- Hotel Charlotte
- U.S. National Register of Historic Places
- Hotel Charlotte in Charlotte, North Carolina
- Location: 327 W. Trade St., Charlotte, North Carolina, U.S.
- Coordinates: 35°13′43″N 80°50′44″W﻿ / ﻿35.22861°N 80.84556°W
- Built: 1924
- Built by: J.A. Jones
- Architect: William Lee Stoddart
- Demolished: November 6, 1988
- NRHP reference No.: 79003344
- Added to NRHP: July 2, 1979

= Hotel Charlotte (Charlotte, North Carolina) =

Demolished building in North Carolina, US

The Hotel Charlotte was a 13-story, 250-room hotel on the corner of Trade Street and Poplar Street in the Uptown area of Charlotte, North Carolina. It opened on March 10, 1924 and was demolished in 1988.

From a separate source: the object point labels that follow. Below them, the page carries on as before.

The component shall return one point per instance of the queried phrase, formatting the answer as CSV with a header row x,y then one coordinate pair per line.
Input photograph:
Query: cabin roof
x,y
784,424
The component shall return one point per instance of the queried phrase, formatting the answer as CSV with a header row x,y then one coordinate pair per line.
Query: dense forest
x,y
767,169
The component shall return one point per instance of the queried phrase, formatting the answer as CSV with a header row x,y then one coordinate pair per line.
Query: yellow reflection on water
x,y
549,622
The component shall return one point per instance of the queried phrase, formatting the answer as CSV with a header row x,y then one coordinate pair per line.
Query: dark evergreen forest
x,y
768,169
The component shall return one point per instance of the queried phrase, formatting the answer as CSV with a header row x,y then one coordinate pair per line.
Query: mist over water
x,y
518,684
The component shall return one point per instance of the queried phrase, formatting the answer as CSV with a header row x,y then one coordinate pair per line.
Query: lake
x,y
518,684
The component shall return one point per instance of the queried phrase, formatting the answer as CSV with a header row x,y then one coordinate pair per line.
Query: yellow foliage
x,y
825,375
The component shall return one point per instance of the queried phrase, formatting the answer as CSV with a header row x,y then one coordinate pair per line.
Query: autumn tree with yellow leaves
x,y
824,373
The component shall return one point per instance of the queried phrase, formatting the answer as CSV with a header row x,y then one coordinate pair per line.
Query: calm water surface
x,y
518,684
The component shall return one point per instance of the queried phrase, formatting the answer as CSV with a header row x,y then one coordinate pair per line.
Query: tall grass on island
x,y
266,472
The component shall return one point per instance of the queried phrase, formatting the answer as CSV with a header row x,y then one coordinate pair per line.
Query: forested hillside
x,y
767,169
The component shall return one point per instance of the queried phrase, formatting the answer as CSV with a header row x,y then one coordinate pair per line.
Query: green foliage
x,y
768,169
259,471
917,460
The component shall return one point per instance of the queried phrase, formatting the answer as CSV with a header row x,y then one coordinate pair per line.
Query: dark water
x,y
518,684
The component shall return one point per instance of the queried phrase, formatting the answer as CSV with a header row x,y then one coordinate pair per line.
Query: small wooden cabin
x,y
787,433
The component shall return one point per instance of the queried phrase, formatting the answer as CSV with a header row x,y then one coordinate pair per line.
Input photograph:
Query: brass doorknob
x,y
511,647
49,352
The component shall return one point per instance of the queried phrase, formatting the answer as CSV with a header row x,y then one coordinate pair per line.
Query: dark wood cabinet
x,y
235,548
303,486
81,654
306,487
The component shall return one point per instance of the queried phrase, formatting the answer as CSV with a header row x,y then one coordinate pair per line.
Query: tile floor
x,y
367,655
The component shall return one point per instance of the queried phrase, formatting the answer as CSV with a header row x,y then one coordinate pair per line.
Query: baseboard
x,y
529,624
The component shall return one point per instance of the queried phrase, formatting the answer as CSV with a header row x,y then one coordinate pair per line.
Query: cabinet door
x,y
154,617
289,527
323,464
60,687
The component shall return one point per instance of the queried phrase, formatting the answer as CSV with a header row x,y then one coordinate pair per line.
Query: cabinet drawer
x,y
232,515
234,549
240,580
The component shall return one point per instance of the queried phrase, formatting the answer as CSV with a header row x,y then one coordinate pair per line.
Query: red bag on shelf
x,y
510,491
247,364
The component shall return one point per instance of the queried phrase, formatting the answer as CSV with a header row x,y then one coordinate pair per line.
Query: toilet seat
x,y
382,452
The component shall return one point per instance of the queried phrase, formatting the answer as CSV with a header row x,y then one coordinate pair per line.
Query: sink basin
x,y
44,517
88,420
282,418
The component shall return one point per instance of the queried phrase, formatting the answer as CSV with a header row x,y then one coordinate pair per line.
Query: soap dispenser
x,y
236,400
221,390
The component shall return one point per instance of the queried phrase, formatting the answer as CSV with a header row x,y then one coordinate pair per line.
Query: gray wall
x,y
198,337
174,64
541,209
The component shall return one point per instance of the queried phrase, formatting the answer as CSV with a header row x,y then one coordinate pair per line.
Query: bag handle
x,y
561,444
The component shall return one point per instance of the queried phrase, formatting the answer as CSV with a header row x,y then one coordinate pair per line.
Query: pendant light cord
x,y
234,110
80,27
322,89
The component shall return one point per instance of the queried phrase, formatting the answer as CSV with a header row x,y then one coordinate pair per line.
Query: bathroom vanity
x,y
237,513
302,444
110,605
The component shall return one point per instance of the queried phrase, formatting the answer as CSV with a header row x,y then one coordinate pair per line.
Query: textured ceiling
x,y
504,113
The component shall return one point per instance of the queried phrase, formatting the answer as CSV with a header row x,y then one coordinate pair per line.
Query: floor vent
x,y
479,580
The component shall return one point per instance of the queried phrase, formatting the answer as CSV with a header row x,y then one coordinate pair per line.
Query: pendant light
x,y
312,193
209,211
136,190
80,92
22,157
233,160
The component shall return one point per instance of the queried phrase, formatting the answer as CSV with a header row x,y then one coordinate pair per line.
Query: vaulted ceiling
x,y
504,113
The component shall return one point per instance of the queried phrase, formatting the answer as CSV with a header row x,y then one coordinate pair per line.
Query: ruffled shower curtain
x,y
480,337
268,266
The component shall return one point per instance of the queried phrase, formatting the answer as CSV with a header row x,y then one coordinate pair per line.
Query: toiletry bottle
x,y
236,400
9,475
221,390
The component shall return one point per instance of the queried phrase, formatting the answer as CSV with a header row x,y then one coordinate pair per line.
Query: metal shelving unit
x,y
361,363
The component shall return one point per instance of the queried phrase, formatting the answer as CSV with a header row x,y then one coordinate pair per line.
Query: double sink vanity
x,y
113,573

The hotel was designed by William Lee Stoddart and was a steel-frame building sheathed with sections of gray granite and buff-colored brick. It was renamed the Queen Charlotte Hotel on December 23, 1961, and then the White House Inn on October 7, 1966. It closed on December 31, 1973.

The vacant structure was listed on the National Register of Historic Places on July 2, 1979.

In the years following its closure, attempts were made to find developers who could rehabilitate and preserve the structure. However, as the building languished, it was severely vandalized and much of its interior plumbing and wiring stolen by looters. The building was imploded on November 6, 1988. David Copperfield used the implosion as the setting for his escape in the TV special The Explosive Encounter.

A restaurant of the same name was created in its honor and reused many interior pieces from the original hotel. The restaurant ceased operations on January 29, 2011.